Whether tax returns come from the same foreign internet address; Whether tax returns are being filed from the same device; and How long it takes to prepare a return online, from the time a person logs in, to when the return is filed electronically—if a tax return appears to be automatically generated by a machine, it is more easily identified.

Security Summit participants hope that this new fraud detection system will provide a better defense against false returns and fraudulent refunds.

While this private/public effort is a unique and positive collaboration, the reality remains that the risks posed by cybercrimes will not immediately be stomped out. Until then, every organization is still on the hook for protecting the privacy of personally identifiable information (PII).

Various federal and state laws require that a covered entity must provide notification of a breach of PII to affected individuals. Many of these laws also require that the notice provide steps to affected individuals so that they can further protect themselves from potential harm. Given that tax-related identity theft was the most common form of identity theft reported to the Federal Trade Commission in 2014, it is imperative organizations have a handle on what steps individuals should do to protect themselves in the event of a breach involving tax-related data.

Not every data breach results in identity theft, and not every identity theft is tax-related identity theft. Tax-related identity theft occurs when someone uses an individual’s Social Security number to file a false tax return claiming a fraudulent refund. A tax account is most at risk if the data breach involves both a SSN and financial data, such as wages. Data breaches simply involving credit card numbers, health records without SSNs, or even drivers’ license numbers, while certainly serious, likely will not impact a tax account.

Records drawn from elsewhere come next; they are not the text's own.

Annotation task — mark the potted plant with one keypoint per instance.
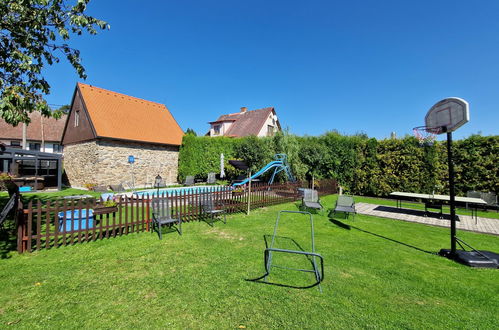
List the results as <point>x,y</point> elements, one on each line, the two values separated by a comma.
<point>106,207</point>
<point>238,191</point>
<point>6,183</point>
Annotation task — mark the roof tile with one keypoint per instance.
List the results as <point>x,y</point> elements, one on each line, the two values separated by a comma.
<point>120,116</point>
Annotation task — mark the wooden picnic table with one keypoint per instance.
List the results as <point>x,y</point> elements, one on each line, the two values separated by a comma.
<point>436,201</point>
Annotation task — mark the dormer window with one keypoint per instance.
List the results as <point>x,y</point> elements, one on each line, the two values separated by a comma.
<point>77,118</point>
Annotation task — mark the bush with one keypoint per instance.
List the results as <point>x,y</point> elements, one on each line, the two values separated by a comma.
<point>361,165</point>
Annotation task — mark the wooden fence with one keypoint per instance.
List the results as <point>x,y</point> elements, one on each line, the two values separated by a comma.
<point>62,222</point>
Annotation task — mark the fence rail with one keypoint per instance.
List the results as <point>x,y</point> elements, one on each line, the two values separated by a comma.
<point>54,223</point>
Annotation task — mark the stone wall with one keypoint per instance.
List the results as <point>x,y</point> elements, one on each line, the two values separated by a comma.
<point>105,162</point>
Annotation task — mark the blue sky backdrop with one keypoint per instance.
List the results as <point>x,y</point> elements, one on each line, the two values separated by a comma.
<point>371,66</point>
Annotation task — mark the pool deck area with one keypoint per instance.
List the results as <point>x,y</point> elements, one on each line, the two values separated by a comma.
<point>480,225</point>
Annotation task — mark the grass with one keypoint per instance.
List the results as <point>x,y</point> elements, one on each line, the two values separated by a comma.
<point>379,273</point>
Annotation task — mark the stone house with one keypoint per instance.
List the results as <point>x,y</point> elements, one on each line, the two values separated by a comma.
<point>104,128</point>
<point>260,122</point>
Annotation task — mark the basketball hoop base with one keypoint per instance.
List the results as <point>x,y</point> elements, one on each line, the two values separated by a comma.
<point>478,259</point>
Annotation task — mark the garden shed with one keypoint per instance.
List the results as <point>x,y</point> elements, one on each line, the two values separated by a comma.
<point>35,169</point>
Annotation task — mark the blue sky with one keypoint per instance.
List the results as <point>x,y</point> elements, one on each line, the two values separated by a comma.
<point>354,66</point>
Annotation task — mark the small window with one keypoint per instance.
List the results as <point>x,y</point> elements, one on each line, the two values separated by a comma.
<point>34,146</point>
<point>216,129</point>
<point>77,118</point>
<point>270,130</point>
<point>56,147</point>
<point>15,144</point>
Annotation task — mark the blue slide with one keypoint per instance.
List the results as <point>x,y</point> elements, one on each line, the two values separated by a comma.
<point>280,164</point>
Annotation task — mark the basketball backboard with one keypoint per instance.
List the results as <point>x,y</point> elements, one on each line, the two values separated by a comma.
<point>450,113</point>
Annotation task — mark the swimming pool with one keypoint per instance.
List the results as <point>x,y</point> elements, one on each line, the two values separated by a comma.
<point>178,190</point>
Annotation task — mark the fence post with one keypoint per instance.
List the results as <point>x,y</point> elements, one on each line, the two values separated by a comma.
<point>21,223</point>
<point>249,192</point>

For breaches implicating tax-related identity theft, IRS guidance includes the following:

Warning Signs

The notice to individuals should warn them to be alert for possible identity theft if they receive an IRS notice or letter stating that:

More than one tax return was filed using their SSN; The individual owes additional tax, refund offset or has had collection actions taken against them for a year they did not file a tax return; or IRS records indicate the individual received wages from an unknown employer.

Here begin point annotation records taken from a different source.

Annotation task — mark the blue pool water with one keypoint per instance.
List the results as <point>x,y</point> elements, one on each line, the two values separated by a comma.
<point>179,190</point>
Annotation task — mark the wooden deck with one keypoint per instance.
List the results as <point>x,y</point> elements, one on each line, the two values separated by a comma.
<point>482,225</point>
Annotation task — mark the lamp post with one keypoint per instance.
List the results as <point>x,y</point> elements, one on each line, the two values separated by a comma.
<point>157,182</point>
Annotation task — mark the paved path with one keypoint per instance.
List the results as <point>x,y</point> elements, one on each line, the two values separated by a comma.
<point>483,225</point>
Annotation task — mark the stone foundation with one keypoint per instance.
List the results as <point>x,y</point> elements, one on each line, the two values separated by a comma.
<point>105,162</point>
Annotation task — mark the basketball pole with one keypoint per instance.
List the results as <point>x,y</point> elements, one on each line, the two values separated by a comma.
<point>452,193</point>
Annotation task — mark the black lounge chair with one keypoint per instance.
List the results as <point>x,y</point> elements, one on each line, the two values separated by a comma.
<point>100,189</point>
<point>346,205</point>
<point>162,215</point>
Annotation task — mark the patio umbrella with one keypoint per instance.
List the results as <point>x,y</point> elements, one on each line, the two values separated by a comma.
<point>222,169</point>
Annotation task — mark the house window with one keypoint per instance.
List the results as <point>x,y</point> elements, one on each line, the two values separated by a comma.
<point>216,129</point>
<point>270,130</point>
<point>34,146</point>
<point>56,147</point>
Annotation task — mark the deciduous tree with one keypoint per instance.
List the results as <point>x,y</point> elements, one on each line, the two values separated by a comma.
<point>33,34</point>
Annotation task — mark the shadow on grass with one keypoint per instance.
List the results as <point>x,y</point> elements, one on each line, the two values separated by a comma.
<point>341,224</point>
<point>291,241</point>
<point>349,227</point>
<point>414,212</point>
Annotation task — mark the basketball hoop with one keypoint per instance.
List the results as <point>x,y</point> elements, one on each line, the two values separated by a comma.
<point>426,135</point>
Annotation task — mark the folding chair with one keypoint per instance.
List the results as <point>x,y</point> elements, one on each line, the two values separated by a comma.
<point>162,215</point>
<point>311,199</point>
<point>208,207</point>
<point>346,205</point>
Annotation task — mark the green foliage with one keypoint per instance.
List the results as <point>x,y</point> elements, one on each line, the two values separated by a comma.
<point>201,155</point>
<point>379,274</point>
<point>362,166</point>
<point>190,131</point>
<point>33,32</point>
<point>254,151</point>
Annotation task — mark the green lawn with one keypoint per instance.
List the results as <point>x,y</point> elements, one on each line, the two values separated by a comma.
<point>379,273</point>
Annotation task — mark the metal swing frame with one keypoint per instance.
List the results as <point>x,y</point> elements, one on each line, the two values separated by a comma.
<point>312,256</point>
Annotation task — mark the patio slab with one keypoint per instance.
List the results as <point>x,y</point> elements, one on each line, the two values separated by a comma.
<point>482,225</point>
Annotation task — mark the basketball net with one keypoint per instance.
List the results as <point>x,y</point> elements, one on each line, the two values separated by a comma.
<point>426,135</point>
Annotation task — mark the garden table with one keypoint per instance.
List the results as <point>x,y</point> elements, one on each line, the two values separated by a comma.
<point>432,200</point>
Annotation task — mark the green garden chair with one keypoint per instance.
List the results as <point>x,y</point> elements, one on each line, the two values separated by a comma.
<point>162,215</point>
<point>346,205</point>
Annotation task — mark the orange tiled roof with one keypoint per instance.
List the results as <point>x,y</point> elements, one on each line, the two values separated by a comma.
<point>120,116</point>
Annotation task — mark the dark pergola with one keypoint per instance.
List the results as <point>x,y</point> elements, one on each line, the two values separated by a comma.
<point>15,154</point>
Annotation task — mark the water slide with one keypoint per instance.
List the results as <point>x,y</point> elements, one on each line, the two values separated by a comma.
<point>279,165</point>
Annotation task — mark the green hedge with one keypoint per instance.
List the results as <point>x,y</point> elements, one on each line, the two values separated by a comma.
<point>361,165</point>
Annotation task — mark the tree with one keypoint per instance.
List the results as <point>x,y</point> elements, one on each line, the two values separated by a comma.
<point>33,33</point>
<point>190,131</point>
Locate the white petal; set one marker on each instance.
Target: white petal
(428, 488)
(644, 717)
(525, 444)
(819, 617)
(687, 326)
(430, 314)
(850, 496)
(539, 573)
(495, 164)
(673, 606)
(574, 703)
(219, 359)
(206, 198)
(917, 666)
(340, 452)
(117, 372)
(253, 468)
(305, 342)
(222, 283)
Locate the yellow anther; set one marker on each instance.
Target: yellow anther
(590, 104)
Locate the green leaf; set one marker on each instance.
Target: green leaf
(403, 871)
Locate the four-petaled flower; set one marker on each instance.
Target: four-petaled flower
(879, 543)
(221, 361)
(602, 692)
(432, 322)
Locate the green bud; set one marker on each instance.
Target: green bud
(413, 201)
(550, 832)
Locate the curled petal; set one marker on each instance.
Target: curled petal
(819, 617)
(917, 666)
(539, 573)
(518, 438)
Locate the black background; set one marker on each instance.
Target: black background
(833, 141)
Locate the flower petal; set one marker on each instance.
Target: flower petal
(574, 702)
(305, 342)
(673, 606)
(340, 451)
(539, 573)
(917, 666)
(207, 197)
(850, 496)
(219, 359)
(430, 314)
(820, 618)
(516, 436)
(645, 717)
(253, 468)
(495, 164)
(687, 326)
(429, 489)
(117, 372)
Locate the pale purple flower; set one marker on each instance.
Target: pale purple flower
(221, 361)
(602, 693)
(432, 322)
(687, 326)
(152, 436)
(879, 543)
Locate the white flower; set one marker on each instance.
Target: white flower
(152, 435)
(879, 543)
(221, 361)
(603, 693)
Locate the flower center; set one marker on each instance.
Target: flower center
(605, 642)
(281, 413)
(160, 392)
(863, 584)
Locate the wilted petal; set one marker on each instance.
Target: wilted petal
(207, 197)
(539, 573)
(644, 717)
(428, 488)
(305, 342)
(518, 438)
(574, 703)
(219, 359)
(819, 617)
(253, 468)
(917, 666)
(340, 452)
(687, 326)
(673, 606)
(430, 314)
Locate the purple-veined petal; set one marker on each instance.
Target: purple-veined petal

Individuals should further be warned that the IRS doesn’t initiate contact by sending an email, text, or social media message that asks for personal or financial information. If individuals receive an email that claims to be from the IRS, they should not reply or click on any links. Instead, they should forward it to phishing@irs.gov.

Additional Steps

Beyond content required by applicable state breach notification statutes, IRS guidance indicates that notice letters should also prompt individuals whose SSNs are compromised to take the following additional steps:

File a report with law enforcement. Report identity theft at ftc.gov and learn how to respond to it at identitytheft.gov. A complaint to the FTC may be made either online at ftc.gov or by phone at 1-877-FTC-HELP. Contact the IRS Identity Protection Specialized Unit at 1-800-908-4490. Send a copy of the police report or an IRS ID Theft Affidavit Form 14039 to the IRS with proof of your identity, such as a copy of your Social Security card, driver’s license or passport.

File Early (not often)

Finally, individuals should be reminded that, when it comes to tax identity theft, the best defense is to file tax returns as early as possible to get ahead of criminals attempting to use Social Security numbers to obtain fraudulent refunds.